Paper ID: 1109
Title: Compete to Compute
Reviews

Submitted by Assigned_Reviewer_1

Q1: Comments to author(s). First provide a summary of the paper, and then address the following criteria: Quality, clarity, originality and significance. (For detailed reviewing guidelines, see http://nips.cc/PaperInformation/ReviewerInstructions)
Winner-take-all modules are incorporated into an otherwise
feed-forward architecture, and trained via backpropagation. The
implementation is very straightforward, and the measured performance
is impressive.

We should not let the simplicity, and lack of associated mathematics
or analysis, preclude acceptance. This may be an important discovery,
and there are a variety of obvious avenues for analysis. For example,
the activations in a network of this sort would be extremely sparse,
so mathematics from the study of sparseness might be brought to bear.
Other practical extensions also come immediately to mind.

Line 141, grammar, "only subset"
Q2: Please summarize your review in 1-2 sentences
Adds winner-take-all modules to a feedforward architecture, and achieves significant performance improvements.

Submitted by Assigned_Reviewer_2

Q1: Comments to author(s). First provide a summary of the paper, and then address the following criteria: Quality, clarity, originality and significance. (For detailed reviewing guidelines, see http://nips.cc/PaperInformation/ReviewerInstructions)
This paper introduces a simple form of nonlinearity into neural net architectures - forming groups of (typically two) neurons and zeroing out all the neurons in a group except the one with the highest value. While a very simple idea, it seems to give good results on classification. The authors also give evidence that the network does not forget as much as networks with more standard nonlnearities, however there might be a problem with that experiment (see below).
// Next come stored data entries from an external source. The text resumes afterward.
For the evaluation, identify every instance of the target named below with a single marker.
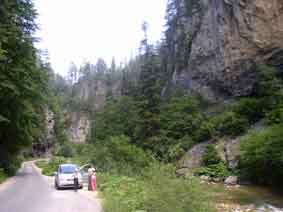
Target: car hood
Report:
(67, 176)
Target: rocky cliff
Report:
(91, 95)
(229, 37)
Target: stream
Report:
(261, 198)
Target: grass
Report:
(157, 189)
(153, 189)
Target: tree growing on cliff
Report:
(149, 93)
(22, 81)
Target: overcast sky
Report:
(80, 30)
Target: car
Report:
(64, 178)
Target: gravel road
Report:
(29, 191)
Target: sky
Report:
(84, 30)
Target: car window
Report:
(67, 169)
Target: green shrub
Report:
(156, 189)
(262, 156)
(229, 124)
(275, 116)
(116, 155)
(210, 156)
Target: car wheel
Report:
(56, 186)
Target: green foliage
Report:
(218, 170)
(116, 155)
(23, 82)
(261, 155)
(229, 123)
(268, 83)
(210, 156)
(156, 189)
(118, 117)
(275, 116)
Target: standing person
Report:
(93, 180)
(76, 180)
(89, 171)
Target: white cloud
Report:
(78, 30)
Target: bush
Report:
(156, 189)
(116, 155)
(229, 124)
(210, 156)
(262, 156)
(275, 116)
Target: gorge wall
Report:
(229, 37)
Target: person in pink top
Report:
(93, 180)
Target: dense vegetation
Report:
(23, 81)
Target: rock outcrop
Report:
(79, 128)
(228, 149)
(229, 37)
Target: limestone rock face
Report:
(80, 127)
(192, 159)
(228, 38)
(228, 149)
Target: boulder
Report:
(231, 180)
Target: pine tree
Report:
(22, 81)
(149, 93)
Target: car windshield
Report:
(68, 169)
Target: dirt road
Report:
(29, 191)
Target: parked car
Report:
(64, 178)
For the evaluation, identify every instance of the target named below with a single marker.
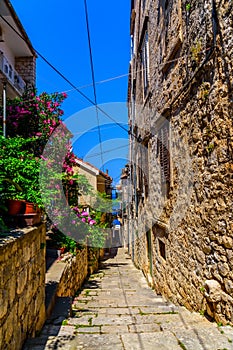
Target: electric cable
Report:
(69, 81)
(93, 80)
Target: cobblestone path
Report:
(116, 310)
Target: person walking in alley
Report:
(116, 232)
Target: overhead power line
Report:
(93, 81)
(68, 80)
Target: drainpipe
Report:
(4, 109)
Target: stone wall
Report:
(74, 274)
(22, 286)
(190, 87)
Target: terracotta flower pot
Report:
(15, 206)
(31, 208)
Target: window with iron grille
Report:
(145, 62)
(164, 157)
(143, 4)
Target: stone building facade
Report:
(179, 222)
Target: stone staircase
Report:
(115, 309)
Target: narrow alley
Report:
(116, 309)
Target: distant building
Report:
(97, 179)
(181, 146)
(17, 56)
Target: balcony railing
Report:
(11, 74)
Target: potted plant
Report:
(19, 178)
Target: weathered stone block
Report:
(213, 291)
(223, 269)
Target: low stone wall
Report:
(22, 281)
(74, 274)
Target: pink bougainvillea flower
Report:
(92, 222)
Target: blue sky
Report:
(59, 33)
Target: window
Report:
(1, 35)
(145, 62)
(162, 249)
(164, 157)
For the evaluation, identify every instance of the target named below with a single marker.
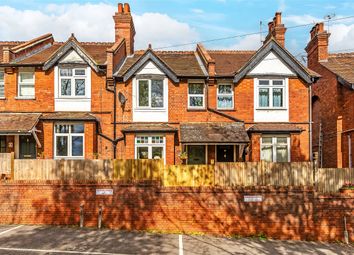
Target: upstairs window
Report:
(2, 85)
(26, 84)
(196, 95)
(72, 82)
(150, 94)
(225, 96)
(271, 93)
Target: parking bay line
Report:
(8, 230)
(57, 251)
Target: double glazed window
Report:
(275, 149)
(2, 84)
(271, 93)
(26, 84)
(149, 147)
(150, 94)
(225, 96)
(69, 140)
(195, 95)
(72, 82)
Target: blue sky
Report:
(170, 22)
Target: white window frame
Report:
(72, 79)
(196, 95)
(225, 95)
(69, 135)
(270, 87)
(274, 145)
(2, 84)
(149, 94)
(32, 83)
(149, 144)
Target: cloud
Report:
(91, 22)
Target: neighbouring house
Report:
(82, 100)
(333, 101)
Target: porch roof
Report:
(216, 132)
(18, 123)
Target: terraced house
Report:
(82, 100)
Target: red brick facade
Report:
(291, 213)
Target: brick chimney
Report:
(317, 48)
(276, 30)
(124, 26)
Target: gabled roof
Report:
(342, 65)
(273, 46)
(71, 44)
(149, 55)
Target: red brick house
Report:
(79, 100)
(333, 101)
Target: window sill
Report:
(25, 98)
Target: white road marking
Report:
(58, 251)
(6, 231)
(180, 245)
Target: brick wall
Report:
(284, 213)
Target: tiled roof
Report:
(227, 63)
(342, 65)
(274, 127)
(18, 122)
(68, 116)
(182, 63)
(217, 132)
(148, 128)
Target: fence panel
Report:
(330, 180)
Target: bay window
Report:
(69, 140)
(72, 82)
(275, 148)
(26, 84)
(195, 95)
(271, 93)
(150, 94)
(225, 96)
(150, 147)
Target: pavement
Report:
(29, 239)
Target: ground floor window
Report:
(149, 147)
(69, 140)
(196, 154)
(275, 148)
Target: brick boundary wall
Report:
(285, 213)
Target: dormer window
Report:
(72, 82)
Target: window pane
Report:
(143, 93)
(27, 90)
(79, 71)
(196, 88)
(263, 82)
(156, 93)
(142, 152)
(77, 128)
(225, 102)
(225, 89)
(26, 77)
(267, 153)
(62, 146)
(77, 146)
(157, 152)
(196, 101)
(282, 153)
(79, 87)
(263, 97)
(278, 97)
(66, 72)
(65, 87)
(278, 82)
(60, 129)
This paper introduces a simple form of nonlinearity into neural net architectures - forming groups of (typically two) neurons and zeroing out all the neurons in a group except the one with the highest value. While a very simple idea, it seems to give good results on classification. The authors also give evidence that the network does not forget as much as networks with more standard nonlnearities, however there might be a problem with that experiment (see below).

1) There are better results on permutation invariant mnist, see table 1. in http://arxiv.org/pdf/1302.4389v3.pdf .Some of them are just feedforward networks. Also I don't agree that droput in the input should be considered a data augmentation since it doesn't assume anything about the input structure. You should have tried that experiment too.

2) It is a good property for the network not to forget. However the experiments could have few issues. You wait until network reaches certain likelihood and then change the data/labels. Since the new nonlinearity peforms better on recognition, it doesn't have to work as hard to reach the likelihood and so it doesn't need to do so much training, and so the reason it doesn't forget as much can simply be that it didn't train as much to forget what it has learned.

3) You should have also done a similar and related experiment. You have obtained the perofmance when you train on all digits at the same time (till convergence). Now, train till convergence one digits 1,2,3,4,5, then add the remaining digits and train on all digits. This tests how much is the network stuck in the minimum it found when training in the first phase. Ideally the performance in the second experiment (training on 1-5 and then training on 1-10) is the same as training on 1-10 from the start. It is known that this is not the case for sigmoid networks.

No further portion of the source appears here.